The telescope of denial has a special filter that distorts responsibility until it disappears; what’s needed instead are magnifying glasses—to look at your neighbor’s face as they pay for food. Then you’ll see that the soup of nonsense you’ve been defending doesn’t taste “normal” at all, but rather like pure indigestible absurdity.

We dance to rhythms others can’t understand, behind the invisible walls we’ve built ourselves. How can one talk of a “normal economic flow” when even the air we breathe is tainted with mistrust and fear of change?

He even dared to say that once the economy improves  “many of the Cubans who have emigrated will gladly return because Cubans are very patriotic and family oriented.” No, Elián—they’ll return when the country’s politics change. Don’t forget that Cuba is desperately crying out for investors. Why are entrepreneurs leaving? Because of the blockade? No, because of the obstacles the government itself imposes: unpaid debts, forcing workers to march in parades, stuffing their workplaces with Communist Party members, and failing to pay them what they’re owed.

You’re no longer a child, the innocent gleam in your eyes from 25 years ago is gone, and instead of denouncing the repression, censorship, or misery suffered by your people, you choose to justify power and conceal the creaking bones of a nation dying in silence—sheltered by the indifference of those who, like you, must choose between speaking out or remaining forgotten, thus perpetuating the wretched conditions of constant blackouts, crumbling hospitals, and the mass emigration that is bleeding the country dry.

In her grave, your mother must be deeply disappointed, knowing she died trying to give you freedom, only to see you become yet another puppet of the dictatorship that used and continues to use you as a political emblem.
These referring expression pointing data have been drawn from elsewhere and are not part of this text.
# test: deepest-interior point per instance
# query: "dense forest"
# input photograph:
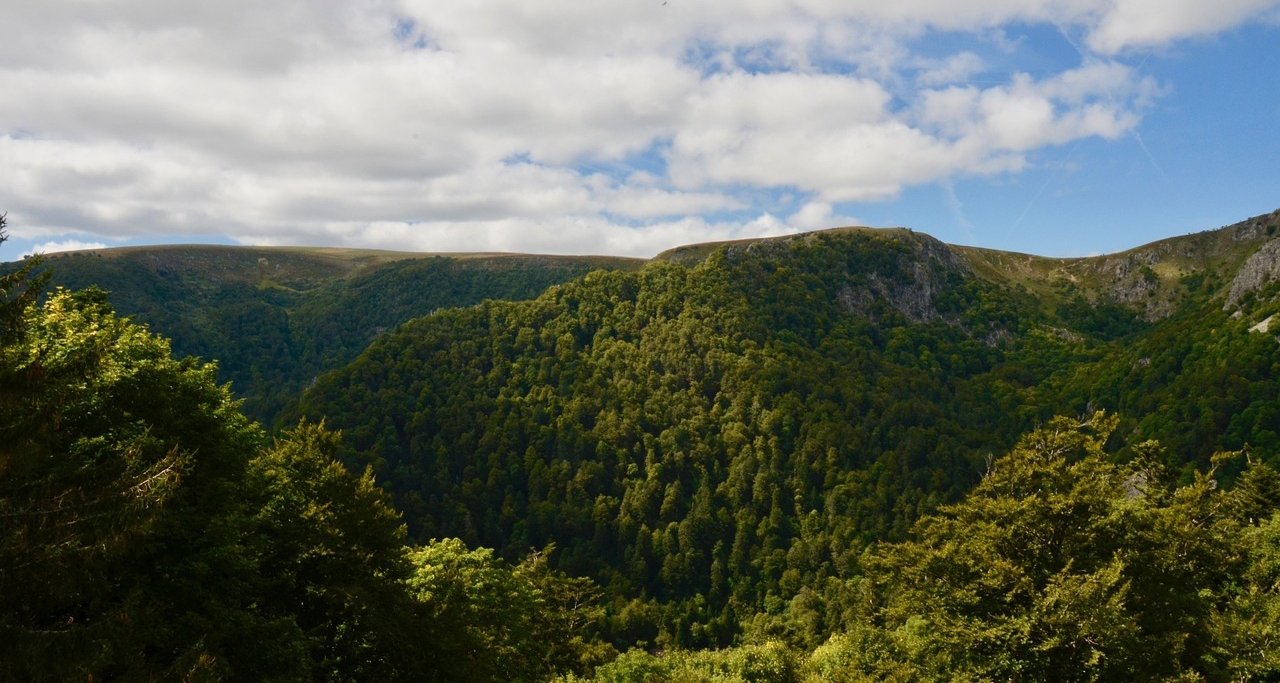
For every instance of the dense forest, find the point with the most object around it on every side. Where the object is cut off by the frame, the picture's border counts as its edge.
(833, 457)
(274, 319)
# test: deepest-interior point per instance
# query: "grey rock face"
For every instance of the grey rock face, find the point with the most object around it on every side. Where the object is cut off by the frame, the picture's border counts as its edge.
(1257, 270)
(922, 274)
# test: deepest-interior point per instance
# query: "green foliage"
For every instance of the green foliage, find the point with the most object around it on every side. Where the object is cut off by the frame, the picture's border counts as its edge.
(494, 622)
(275, 319)
(330, 549)
(118, 471)
(149, 531)
(1064, 565)
(711, 441)
(768, 663)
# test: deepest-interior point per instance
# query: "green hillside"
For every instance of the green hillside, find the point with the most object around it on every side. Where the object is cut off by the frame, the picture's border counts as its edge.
(842, 455)
(277, 317)
(720, 435)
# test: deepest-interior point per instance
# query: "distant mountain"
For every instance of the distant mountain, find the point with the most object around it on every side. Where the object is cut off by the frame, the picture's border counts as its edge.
(274, 319)
(718, 435)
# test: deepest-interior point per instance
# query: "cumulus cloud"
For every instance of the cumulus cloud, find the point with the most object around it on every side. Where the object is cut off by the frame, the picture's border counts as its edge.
(553, 125)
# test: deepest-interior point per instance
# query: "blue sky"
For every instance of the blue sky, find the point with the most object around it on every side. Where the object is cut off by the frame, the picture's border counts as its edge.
(1055, 127)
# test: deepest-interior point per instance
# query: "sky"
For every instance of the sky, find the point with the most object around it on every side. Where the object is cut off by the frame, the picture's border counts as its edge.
(627, 127)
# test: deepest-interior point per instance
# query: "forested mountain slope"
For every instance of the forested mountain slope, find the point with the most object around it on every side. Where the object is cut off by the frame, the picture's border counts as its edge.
(718, 436)
(277, 317)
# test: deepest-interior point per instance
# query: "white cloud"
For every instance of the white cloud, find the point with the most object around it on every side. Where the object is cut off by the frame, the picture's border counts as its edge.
(818, 216)
(544, 125)
(64, 246)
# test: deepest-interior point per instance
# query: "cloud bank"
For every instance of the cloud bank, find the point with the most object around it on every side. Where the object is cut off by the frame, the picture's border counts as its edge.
(611, 127)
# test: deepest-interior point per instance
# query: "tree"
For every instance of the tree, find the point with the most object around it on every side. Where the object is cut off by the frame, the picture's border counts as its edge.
(332, 550)
(119, 508)
(1061, 565)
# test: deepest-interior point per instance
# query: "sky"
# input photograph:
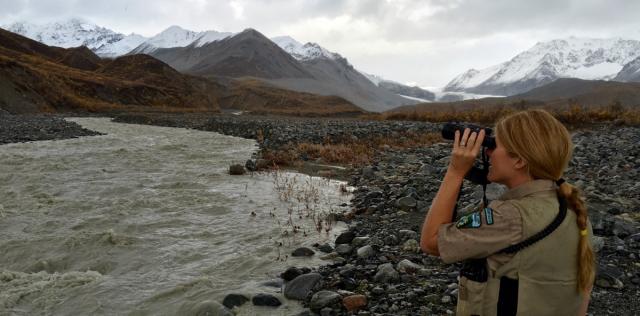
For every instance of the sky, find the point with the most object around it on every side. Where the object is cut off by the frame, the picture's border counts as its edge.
(419, 42)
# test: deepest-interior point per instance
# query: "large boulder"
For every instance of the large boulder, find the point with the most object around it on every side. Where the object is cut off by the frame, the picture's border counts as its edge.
(300, 287)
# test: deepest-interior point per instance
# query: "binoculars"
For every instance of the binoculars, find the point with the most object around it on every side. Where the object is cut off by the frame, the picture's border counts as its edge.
(476, 175)
(449, 129)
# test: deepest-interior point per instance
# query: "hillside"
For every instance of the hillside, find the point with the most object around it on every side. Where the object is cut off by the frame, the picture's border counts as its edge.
(581, 58)
(37, 78)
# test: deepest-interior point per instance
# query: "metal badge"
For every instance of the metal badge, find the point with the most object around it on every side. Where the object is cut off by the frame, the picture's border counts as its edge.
(488, 215)
(471, 220)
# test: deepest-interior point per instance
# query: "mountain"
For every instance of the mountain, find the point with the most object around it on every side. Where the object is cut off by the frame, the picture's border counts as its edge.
(630, 72)
(302, 52)
(591, 59)
(401, 89)
(78, 32)
(305, 68)
(35, 77)
(251, 54)
(175, 36)
(246, 54)
(585, 92)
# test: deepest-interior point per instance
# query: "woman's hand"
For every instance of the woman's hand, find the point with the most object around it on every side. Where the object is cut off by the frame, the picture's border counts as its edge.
(465, 151)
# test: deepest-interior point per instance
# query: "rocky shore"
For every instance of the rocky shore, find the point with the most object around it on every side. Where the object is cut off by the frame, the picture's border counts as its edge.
(376, 267)
(25, 128)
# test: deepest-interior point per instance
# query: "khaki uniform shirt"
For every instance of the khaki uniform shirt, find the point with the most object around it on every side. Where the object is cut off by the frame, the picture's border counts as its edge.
(546, 271)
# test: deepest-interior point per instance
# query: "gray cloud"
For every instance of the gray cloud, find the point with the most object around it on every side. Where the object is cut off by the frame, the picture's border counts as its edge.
(392, 38)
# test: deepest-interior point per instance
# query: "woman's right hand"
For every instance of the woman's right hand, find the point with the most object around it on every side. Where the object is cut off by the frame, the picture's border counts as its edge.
(465, 150)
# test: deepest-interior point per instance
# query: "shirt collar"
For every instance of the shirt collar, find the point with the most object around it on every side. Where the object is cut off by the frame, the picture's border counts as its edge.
(529, 188)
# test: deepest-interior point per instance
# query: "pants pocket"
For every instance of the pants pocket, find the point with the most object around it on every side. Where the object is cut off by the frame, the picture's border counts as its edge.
(470, 297)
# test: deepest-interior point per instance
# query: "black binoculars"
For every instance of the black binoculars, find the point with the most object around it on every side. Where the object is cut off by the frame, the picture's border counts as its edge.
(476, 175)
(449, 129)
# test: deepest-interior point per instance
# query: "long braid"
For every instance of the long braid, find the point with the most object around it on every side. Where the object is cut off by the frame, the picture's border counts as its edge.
(586, 258)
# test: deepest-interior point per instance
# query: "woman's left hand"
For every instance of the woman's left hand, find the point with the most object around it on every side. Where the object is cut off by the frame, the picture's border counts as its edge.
(465, 151)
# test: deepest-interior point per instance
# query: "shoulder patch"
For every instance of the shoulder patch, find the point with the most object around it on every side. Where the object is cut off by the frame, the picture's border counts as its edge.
(471, 220)
(488, 215)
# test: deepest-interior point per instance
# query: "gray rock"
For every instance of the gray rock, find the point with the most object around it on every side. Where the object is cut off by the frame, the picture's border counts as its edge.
(407, 234)
(344, 249)
(411, 246)
(324, 299)
(236, 170)
(303, 252)
(210, 308)
(250, 165)
(406, 203)
(386, 274)
(360, 241)
(406, 266)
(345, 238)
(326, 248)
(232, 300)
(366, 252)
(291, 273)
(300, 287)
(597, 243)
(265, 300)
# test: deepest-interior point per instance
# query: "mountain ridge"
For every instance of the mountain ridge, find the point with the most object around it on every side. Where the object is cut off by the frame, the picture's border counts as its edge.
(592, 59)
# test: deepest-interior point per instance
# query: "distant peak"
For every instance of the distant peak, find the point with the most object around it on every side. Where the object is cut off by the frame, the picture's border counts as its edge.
(251, 31)
(174, 29)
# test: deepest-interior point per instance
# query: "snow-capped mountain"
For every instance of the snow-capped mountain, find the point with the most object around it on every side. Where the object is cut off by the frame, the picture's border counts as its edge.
(303, 52)
(175, 36)
(410, 92)
(591, 59)
(630, 72)
(78, 32)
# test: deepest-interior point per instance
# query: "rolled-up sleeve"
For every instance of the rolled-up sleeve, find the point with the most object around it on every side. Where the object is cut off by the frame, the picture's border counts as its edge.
(455, 244)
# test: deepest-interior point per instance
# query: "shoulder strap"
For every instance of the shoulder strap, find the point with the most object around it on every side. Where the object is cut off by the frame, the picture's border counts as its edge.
(543, 233)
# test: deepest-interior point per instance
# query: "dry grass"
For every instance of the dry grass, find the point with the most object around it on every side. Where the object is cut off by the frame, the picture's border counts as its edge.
(349, 152)
(573, 114)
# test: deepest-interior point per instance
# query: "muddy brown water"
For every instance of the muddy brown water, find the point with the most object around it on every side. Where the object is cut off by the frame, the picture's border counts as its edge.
(146, 220)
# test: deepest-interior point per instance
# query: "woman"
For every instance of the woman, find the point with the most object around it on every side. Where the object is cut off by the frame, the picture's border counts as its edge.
(554, 275)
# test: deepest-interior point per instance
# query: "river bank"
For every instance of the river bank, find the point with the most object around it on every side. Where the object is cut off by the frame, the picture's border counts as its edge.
(378, 259)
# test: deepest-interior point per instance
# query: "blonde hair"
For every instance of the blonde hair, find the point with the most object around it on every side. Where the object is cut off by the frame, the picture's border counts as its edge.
(545, 144)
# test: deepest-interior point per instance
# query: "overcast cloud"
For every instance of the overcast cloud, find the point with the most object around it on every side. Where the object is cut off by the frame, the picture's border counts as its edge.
(423, 42)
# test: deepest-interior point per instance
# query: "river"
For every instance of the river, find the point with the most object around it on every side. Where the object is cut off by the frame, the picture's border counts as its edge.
(146, 220)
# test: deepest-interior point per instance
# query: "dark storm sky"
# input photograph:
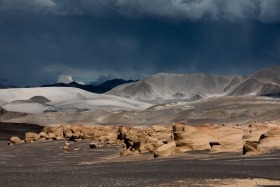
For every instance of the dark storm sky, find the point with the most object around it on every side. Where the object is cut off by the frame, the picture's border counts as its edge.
(45, 41)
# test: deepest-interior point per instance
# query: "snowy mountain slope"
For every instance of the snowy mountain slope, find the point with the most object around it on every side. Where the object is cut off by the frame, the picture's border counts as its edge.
(63, 99)
(163, 86)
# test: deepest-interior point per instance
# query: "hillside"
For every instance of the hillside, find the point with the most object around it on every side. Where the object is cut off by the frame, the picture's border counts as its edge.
(164, 86)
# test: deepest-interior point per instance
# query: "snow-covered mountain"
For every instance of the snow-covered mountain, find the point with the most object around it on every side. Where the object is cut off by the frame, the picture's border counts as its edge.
(165, 86)
(38, 100)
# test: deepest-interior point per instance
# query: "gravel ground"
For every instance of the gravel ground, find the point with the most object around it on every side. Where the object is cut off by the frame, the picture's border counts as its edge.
(45, 164)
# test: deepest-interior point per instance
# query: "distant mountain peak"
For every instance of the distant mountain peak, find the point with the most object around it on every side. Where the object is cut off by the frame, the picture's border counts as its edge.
(168, 86)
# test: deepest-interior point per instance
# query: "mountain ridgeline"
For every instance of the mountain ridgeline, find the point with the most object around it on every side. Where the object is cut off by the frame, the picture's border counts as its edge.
(165, 86)
(102, 88)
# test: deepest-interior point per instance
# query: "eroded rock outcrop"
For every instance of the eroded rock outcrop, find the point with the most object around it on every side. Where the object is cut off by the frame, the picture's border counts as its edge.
(166, 140)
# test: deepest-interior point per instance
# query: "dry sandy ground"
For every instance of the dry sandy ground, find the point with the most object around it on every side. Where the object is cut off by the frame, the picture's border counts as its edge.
(45, 164)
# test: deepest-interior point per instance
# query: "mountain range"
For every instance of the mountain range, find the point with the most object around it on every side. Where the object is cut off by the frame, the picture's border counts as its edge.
(166, 86)
(101, 88)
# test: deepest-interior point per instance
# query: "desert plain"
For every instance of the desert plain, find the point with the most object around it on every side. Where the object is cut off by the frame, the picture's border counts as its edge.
(220, 131)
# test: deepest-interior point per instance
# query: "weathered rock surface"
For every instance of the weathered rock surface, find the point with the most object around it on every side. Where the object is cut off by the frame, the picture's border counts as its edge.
(166, 140)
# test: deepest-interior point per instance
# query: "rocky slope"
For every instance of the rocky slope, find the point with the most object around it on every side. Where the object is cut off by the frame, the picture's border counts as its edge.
(163, 86)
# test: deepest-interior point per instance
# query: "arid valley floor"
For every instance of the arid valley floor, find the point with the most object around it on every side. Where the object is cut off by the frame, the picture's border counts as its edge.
(143, 135)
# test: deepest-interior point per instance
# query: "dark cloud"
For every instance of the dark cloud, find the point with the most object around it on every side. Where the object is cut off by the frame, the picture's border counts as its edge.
(47, 39)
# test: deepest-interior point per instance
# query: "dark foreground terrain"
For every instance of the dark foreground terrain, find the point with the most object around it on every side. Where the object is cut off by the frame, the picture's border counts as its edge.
(46, 164)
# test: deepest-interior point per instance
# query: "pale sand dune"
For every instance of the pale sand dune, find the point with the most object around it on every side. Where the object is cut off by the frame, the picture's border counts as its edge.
(64, 99)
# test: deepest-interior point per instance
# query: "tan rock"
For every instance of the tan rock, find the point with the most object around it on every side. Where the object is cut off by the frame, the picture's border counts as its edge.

In your metamorphosis, you look the other way; you’ve found comfort in justification, while the Cuba you supposedly defend turns into a mausoleum of withered hopes. Meanwhile, tens of thousands of your compatriots—perhaps even some who voted for you—cross rivers with torn hearts and suitcases full of broken dreams.

Elián, every silence is a grain of sand added to the beach of complicity and sometimes ambition silences conscience. You’re no longer a child, but at 31, you’re still young—don’t go on being part of that machinery that perpetuates horror.

You’re not even close to being an operetta villain—just a secondary character who, out of inertia, serves coffee to the tyrant. Start calling things by their name. It’s not “a complex situation,” it’s a disaster.

You don’t need to throw a shoe onto the stage (though the temptation is understandable). It’s enough to stop applauding—to let your laughter no longer join the obligatory chuckle, to let your silence turn from approval into something eloquent, uncomfortable, suspicious. A well-placed “why?” has the power to stop the machinery. If you do, your fellow cast members will hate you—but your conscience will give you a standing ovation.